On comprend donc que Louis XIV, dans sa politique globale de
centralisation, ait eu le désir de les contrôler. Il
inaugura ainsi une politique qui eut deux pôles :
l'établissement de commissaires de police et
l'étatisation des policiers municipaux.
- Les commissaires de police
- Ils existaient à Paris, depuis le
XIVe siècle, installés par la juridiction locale
du Châtelet (réservée aux affaires de
Paris). La qualité de leur recrutement était
garantie, depuis le XIVe siècle, par un examen des
capacités et une enquête sur les moeurs.
- En province Louis XIV tenta d'imposer, en
1699, des commissaires de polices destinés à
diriger les polices municipales. En fait la réforme ne
s'appliqua, et encore modestement, qu'à Rouen et
à Orléans.
- Lors de la Révolution
(décrets de 1790 et 1791) des commissaires de polices
furent établis sur tout le territoire. Les principes
furent fixés par une loi du Consulat (1800) : un
commissaire de police pour toute ville de plus de 5 000
habitants (à l'époque, les villes de la taille
d'une préfecture). Hiérarchiquement soumis aux
maires (mais nommés et affectés par le
gouvernement, duquel dépendait aussi leur
carrière), ils étaient chargés
d'exécuter les lois et règlements
étatiques, mais aussi les règlements de police
promulgués par le maire.
Les agents municipaux n'étaient pas comme eux des
fonctionnaires d'Etat.
- Les Policiers subalternes
- Pour les commissaires de police, la logique
était d'avoir sous leurs ordres des fonctionnaires
d'Etat comme eux. Entre le milieu du XIXe siècle et la
fin de la IIIe république, une étatisation des
polices municipales affecta un certain nombre de grandes villes
ou de communes appartenant à la conurbation parisienne.

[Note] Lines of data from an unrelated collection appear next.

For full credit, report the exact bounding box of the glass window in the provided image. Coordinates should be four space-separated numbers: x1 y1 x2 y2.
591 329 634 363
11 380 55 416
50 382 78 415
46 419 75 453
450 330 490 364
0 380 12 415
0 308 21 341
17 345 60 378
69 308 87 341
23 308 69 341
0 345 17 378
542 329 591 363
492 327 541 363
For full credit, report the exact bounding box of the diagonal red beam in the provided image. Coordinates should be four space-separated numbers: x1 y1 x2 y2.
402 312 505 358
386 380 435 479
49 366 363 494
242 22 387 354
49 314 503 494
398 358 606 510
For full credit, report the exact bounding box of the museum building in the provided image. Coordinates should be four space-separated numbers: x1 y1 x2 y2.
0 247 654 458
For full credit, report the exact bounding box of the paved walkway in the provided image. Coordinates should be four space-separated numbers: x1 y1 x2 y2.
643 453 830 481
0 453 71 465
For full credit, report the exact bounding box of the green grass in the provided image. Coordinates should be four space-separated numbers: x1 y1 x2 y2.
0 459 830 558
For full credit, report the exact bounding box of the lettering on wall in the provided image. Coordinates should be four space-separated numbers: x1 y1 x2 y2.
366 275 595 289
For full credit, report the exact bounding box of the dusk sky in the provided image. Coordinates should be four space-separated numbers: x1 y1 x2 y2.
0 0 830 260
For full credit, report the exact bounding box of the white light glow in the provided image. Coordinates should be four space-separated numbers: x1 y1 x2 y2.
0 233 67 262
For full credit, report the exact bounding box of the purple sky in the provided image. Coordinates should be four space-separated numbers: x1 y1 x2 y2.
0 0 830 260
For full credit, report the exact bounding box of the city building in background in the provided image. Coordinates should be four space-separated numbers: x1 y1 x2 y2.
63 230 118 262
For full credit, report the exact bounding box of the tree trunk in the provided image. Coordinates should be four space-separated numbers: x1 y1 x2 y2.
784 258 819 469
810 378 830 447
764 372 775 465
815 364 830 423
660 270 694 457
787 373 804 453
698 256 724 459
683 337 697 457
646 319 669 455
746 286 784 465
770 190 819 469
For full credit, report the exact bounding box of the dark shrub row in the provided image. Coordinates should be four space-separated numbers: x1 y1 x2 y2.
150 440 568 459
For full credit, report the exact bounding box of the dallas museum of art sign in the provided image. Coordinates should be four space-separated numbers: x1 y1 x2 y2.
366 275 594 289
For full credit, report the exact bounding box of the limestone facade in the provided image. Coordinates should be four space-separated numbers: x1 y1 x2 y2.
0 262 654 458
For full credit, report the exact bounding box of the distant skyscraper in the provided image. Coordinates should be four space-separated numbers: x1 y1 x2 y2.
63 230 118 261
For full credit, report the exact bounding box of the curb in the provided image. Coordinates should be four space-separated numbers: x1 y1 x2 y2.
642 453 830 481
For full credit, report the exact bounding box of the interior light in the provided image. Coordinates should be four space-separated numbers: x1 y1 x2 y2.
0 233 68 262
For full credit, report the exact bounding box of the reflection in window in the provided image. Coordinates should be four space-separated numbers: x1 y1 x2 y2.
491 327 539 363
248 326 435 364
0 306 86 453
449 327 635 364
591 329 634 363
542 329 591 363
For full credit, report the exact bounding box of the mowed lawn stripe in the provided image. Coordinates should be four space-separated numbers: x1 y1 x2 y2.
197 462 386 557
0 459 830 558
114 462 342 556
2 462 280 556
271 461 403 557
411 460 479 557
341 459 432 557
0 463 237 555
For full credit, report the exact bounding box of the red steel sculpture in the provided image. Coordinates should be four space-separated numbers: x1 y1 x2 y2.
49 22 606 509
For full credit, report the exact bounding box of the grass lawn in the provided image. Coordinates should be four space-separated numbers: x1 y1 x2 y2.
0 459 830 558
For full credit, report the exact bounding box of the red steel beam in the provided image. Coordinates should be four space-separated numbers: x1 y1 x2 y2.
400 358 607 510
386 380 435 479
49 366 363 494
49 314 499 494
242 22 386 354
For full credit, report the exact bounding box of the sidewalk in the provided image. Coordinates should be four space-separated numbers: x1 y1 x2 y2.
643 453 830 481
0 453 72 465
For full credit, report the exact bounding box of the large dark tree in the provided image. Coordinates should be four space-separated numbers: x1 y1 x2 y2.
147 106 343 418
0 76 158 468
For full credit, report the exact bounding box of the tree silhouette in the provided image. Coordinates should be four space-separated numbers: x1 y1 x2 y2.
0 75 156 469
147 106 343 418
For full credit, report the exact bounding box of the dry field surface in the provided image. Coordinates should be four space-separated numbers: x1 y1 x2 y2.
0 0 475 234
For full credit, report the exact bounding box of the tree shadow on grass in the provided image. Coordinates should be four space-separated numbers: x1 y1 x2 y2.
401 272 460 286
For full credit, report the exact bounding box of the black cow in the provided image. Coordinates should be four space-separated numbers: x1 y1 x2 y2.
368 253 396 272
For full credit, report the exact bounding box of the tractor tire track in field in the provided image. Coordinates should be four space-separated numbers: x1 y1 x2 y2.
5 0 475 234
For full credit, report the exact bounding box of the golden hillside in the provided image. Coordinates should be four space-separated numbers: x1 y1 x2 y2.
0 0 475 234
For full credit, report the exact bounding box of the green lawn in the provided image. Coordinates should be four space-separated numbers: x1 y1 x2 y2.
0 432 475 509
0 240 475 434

Rythme des étatisations des polices municipales : Lyon
en 1851, Marseille en 1908, Toulon en 1918, Nice en 1920,
Strasbourg, Mulhouse et Metz en 1925, 161 communes de Seine et
Oise et 19 communes de Seine et Marne en 1935.
- Le régime de Vichy
établissait, en 1941, que toutes les villes de plus de
10 000 habitants verraient leur police étatisée.
On ne reprit pas officiellement la législation de Vichy
mais toutes les villes de plus de 10 000 habitants virent leur
police étatisée par des textes
particuliers.
¶ II - La rivalité de la
Préfecture de police et de la Sûreté
La dernière grande ville française
dont la police fut étatisée est ... la ville de Paris.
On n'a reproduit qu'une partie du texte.